Parece ser que aquellos años tan espléndidamente anárquicos acabaron por completo con mi tolerancia a cualquier clase de sujeción, por mínima que fuese. Mi madre, haciendo gala de tacto, encanto y habilidad, apoyada por mi repentina traición, por Londres, Peter Pan, Donde termina el arco iris y Chu Chin Chow, logró un cambio completo de mis inclinaciones, así como domarme, más o menos, para la vida familiar. Pero mis tempranas experiencias escolares, primero en el jardín de infancia, luego en la escuela de mi hermana, que también aceptaba alumnos varones, y finalmente en una horrible escuela preparatoria cerca de Maidenhead, a la que habían puesto el nombre de un santo celta, acabaron todas ellas en una catástrofe similar. Parecía un muchacho inofensivo, era más presentable que antes y mis modales tenían una desenvoltura placentera, todo lo cual me valía al principio unas opiniones sobre mí excelentes. Pero en cuanto empezaban a revelarse las influencias anteriores, aquellas efímeras virtudes debían de parecer un cruel barniz de Fauntleroy, adoptado con cinismo para enmascarar al desalmado personaje de Charles Addams que acechaba debajo. Coloreaban con una tonalidad todavía más oscura la suma de fechorías que pronto empezaron a acumularse. Hoy en día, cuando tengo un atisbo de algún niño parecido al que fui, experimento un sentimiento de afinidad y de pavor.
Primero causaba aturdimiento y luego desesperación. Hacia los diez años, mi fracaso escolar era muy preocupante, y me llevaron a dos psiquiatras. He leído emocionado, en una biografía reciente, que el primero y más simpático había atendido a Virginia Woolf, y por un momento pensé que tal vez había visto a la autora delante de mí, en la sala de espera. Por desgracia, esas visitas tuvieron lugar antes de que yo naciera. El segundo, de aspecto más severo, recomendó que me matricularan en una escuela mixta y muy avanzada para niños difíciles, cerca de Bury Saint Edmunds.
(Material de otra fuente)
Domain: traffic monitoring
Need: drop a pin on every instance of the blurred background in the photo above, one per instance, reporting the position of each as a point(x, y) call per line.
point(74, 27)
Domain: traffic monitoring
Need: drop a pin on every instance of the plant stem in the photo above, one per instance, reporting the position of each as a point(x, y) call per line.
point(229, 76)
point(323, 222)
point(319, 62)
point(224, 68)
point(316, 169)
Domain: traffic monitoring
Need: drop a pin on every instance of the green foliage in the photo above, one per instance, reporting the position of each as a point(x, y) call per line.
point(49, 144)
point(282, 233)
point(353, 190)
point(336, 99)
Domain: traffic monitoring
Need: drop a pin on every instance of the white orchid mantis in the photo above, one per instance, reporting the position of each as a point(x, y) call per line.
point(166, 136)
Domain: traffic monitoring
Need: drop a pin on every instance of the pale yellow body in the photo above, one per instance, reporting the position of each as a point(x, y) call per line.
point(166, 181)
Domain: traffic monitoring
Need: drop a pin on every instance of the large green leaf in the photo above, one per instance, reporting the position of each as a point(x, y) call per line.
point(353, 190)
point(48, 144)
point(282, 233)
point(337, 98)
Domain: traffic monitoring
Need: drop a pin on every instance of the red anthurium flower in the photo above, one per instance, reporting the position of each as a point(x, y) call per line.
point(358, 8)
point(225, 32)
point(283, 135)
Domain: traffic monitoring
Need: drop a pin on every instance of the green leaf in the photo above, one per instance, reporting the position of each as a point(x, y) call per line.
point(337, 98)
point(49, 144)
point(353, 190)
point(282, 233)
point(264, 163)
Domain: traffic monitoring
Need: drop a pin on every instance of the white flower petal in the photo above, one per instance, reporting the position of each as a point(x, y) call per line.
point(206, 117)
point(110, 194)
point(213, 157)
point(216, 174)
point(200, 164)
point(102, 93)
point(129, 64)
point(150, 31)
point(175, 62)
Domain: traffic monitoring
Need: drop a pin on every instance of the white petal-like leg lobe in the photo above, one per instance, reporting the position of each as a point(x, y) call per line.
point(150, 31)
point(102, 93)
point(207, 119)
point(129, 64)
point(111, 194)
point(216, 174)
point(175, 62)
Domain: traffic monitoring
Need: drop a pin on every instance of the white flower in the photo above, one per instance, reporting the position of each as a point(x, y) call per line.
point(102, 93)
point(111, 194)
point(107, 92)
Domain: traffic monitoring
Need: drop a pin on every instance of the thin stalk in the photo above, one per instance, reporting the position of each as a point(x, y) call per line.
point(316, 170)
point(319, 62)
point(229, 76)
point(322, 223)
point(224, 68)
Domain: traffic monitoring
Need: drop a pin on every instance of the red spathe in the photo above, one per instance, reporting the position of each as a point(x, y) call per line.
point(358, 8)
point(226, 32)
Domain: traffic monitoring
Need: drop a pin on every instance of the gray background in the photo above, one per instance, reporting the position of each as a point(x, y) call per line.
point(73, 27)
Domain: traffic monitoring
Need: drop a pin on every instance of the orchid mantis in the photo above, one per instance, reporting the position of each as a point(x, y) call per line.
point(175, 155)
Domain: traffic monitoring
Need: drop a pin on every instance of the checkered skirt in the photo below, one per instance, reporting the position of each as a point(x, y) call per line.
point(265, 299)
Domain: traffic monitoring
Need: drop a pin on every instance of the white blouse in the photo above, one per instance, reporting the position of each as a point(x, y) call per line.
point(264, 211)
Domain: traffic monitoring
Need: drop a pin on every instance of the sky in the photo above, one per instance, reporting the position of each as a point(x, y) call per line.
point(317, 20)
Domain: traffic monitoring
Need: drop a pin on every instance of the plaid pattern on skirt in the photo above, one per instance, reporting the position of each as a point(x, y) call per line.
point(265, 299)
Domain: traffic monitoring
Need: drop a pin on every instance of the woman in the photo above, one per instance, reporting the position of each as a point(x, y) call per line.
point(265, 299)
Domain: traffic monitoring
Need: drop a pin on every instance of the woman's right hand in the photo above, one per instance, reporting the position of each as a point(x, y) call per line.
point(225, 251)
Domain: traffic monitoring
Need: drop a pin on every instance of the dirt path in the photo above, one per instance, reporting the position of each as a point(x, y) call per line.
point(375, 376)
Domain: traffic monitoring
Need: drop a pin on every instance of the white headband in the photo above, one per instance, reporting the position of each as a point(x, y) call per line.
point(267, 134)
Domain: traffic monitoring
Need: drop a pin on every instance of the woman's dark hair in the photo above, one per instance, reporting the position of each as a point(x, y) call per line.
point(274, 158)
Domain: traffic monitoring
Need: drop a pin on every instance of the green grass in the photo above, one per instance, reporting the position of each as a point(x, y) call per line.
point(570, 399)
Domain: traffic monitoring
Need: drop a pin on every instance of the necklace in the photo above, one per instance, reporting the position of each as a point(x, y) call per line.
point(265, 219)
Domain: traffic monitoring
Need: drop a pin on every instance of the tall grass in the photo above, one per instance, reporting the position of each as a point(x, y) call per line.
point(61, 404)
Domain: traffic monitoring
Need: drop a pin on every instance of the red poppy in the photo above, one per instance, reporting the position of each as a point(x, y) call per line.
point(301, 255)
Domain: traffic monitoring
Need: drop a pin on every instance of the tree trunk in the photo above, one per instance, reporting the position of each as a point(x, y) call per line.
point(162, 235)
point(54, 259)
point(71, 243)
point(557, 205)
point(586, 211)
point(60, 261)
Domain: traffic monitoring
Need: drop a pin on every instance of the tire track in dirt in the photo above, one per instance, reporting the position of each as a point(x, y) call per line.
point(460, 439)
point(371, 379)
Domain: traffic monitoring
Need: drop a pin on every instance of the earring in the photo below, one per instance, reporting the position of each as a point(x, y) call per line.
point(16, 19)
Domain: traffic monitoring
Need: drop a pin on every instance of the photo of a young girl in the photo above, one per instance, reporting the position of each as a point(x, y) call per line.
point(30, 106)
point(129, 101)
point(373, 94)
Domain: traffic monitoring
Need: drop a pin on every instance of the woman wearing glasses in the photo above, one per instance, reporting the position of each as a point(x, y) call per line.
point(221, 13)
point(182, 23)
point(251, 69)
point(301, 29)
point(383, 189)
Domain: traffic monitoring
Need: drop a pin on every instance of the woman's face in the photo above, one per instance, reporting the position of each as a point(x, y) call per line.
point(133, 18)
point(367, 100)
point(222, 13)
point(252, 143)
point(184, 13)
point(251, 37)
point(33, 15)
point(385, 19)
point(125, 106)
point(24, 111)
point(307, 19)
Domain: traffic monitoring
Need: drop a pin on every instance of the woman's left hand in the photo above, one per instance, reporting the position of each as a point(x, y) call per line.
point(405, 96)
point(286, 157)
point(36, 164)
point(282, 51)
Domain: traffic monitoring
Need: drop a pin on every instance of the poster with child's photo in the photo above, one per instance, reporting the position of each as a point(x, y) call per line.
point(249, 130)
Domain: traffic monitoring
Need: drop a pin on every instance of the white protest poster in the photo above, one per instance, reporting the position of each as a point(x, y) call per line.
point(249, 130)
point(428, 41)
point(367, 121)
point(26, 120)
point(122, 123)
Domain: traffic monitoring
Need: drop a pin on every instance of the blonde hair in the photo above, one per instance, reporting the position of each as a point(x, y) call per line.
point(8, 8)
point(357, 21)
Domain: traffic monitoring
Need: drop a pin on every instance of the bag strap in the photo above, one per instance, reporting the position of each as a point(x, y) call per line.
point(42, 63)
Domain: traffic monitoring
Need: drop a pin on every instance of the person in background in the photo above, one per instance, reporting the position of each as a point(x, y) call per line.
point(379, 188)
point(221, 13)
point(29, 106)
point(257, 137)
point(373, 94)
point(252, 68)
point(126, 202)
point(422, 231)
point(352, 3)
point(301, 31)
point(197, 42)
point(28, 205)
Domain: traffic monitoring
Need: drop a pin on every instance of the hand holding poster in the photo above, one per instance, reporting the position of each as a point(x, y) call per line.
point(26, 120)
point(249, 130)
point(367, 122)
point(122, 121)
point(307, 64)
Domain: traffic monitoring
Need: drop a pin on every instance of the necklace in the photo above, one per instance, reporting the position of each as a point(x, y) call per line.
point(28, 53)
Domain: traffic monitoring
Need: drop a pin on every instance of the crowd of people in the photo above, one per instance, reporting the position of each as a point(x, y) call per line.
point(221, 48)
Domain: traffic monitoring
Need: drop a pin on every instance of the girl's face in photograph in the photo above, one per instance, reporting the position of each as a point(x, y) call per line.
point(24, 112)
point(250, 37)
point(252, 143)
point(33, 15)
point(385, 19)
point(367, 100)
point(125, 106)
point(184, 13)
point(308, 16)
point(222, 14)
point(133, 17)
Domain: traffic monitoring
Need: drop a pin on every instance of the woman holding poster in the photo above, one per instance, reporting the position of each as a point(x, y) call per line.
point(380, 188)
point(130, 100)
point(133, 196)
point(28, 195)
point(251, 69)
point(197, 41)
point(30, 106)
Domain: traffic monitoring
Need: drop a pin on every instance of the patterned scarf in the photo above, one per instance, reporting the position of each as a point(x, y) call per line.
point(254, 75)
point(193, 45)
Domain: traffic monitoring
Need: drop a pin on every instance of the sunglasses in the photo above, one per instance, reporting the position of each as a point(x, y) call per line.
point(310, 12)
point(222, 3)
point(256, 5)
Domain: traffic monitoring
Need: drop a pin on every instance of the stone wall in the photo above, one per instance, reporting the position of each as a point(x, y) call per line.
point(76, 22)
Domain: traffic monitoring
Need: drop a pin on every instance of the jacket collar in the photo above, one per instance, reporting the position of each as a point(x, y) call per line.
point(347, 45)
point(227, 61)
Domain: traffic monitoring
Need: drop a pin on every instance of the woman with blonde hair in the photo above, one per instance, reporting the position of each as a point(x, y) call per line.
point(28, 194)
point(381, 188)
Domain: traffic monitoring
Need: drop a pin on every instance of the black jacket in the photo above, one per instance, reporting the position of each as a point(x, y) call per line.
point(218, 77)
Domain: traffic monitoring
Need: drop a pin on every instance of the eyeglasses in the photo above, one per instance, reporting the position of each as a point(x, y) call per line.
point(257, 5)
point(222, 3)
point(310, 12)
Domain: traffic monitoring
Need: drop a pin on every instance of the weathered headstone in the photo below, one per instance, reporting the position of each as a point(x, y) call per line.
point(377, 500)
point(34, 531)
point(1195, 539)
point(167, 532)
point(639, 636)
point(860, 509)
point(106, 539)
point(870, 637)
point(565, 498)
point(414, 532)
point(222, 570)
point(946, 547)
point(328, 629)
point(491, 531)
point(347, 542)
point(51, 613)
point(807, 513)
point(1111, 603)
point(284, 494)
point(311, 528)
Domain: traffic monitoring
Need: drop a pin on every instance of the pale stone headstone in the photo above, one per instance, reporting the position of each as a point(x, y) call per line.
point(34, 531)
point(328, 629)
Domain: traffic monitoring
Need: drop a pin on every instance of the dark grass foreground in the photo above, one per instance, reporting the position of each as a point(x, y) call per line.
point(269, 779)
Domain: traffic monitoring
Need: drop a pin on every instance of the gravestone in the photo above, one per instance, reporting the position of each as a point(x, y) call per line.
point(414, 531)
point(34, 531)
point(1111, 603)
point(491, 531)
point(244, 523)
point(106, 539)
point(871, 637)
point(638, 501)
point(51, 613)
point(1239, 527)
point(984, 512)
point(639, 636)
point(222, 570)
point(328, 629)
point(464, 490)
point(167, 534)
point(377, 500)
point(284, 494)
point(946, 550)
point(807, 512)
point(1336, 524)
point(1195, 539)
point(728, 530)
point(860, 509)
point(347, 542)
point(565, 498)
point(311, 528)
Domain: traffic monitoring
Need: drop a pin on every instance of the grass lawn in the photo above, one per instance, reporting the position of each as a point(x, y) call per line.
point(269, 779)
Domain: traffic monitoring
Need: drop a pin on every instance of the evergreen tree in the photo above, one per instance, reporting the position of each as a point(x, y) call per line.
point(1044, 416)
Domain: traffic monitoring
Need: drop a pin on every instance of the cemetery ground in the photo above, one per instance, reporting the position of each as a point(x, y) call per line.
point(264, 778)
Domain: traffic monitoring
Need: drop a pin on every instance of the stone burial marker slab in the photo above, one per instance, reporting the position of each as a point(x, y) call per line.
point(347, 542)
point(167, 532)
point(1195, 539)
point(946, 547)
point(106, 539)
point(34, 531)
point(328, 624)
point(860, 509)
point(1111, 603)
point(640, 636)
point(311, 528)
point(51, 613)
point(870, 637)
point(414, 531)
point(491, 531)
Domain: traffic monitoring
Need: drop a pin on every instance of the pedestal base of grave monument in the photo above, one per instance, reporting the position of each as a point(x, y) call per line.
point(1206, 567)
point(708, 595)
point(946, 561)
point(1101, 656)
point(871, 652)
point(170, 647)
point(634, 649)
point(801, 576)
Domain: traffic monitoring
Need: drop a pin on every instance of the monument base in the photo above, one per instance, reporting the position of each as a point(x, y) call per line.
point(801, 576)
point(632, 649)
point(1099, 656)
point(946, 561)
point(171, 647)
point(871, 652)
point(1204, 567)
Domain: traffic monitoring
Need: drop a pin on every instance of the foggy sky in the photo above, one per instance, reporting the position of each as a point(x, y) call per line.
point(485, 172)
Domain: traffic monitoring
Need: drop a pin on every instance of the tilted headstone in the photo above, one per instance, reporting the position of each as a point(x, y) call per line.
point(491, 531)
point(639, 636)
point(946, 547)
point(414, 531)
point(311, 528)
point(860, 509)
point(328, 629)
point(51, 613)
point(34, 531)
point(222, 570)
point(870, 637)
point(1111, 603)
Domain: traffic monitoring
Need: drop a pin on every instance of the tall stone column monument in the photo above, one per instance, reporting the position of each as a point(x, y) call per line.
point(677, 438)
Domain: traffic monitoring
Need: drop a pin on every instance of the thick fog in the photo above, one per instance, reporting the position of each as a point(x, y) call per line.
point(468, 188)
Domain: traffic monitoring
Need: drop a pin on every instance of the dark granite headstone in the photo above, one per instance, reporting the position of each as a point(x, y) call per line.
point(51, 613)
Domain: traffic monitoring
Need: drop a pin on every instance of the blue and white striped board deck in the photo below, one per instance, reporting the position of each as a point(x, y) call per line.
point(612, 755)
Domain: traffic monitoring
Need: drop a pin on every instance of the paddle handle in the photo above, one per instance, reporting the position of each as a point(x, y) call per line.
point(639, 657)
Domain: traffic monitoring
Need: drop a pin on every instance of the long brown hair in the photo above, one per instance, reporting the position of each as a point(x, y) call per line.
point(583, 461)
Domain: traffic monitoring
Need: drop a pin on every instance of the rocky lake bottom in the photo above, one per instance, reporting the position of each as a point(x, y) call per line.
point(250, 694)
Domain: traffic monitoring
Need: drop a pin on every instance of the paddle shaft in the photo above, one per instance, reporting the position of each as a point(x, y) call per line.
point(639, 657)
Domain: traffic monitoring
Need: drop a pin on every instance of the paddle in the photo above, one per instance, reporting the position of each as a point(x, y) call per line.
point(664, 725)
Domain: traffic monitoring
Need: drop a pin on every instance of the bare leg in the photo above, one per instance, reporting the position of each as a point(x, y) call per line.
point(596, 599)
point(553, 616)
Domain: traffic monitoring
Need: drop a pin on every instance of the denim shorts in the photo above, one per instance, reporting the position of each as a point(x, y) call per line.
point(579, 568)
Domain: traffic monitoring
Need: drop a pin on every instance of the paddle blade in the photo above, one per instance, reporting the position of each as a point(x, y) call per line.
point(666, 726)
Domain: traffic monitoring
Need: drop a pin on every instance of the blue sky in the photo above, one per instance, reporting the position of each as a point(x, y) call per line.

Salsham Hall, en Salsham-le-Sallows, era una casa solariega inclasificable pero cautivadora, rodeada de bosque y con un lago de aguas a menudo encrespadas en las cercanías de Suffolk, donde ancho era el cielo y abundantes los campanarios. El director era un hombre de cabello gris y mirada huraña a quien llamaban Comandante Veraz, y cuando divisé dos barbas (muy infrecuentes en aquel entonces) entre el personal variopinto y de aspecto excéntrico, los pesados brazaletes, el ámbar, las borlas y el tejido de confección casera, y conocí a mis condiscípulos, unos treinta chicos y chicas desde los cuatro años de edad hasta casi los veinte, todos con chaquetas marrones y sandalias: a los músicos, casi geniales, pero que sufrían ataques esporádicos; al sobrino del millonario que, armado de un palo, perseguía los automóviles por las carreteras rurales; a la hija del almirante, guapa y un tanto cleptómana; al hijo del persevante, que sufría pesadillas y tenía una pasión heredada y contagiosa por la heráldica; a los atrasados, a los sonámbulos, a los mitómanos (me refiero a quienes tienen una capacidad inventiva más pronunciada que los demás, lo cual era totalmente inocuo, puesto que nadie nos creía) y, por último, a los pilluelos como yo que tan solo eran muy traviesos... Sabía que aquello iba a gustarme. Al principio la euritmia en adoración de la naturaleza que se realizaba en un granero y los bailes rurales en los que el comandante dirigía tanto al personal como a los niños eran un poco desconcertantes, porque todo el mundo iba desnudo. Ágil y seriamente, con el ritmo marcado por un piano y un fonógrafo, ejecutábamos velozmente las figuras de «recolectar guisantes», la «ronda de Sellinger», la «recogida de palos» y el «viejo topo».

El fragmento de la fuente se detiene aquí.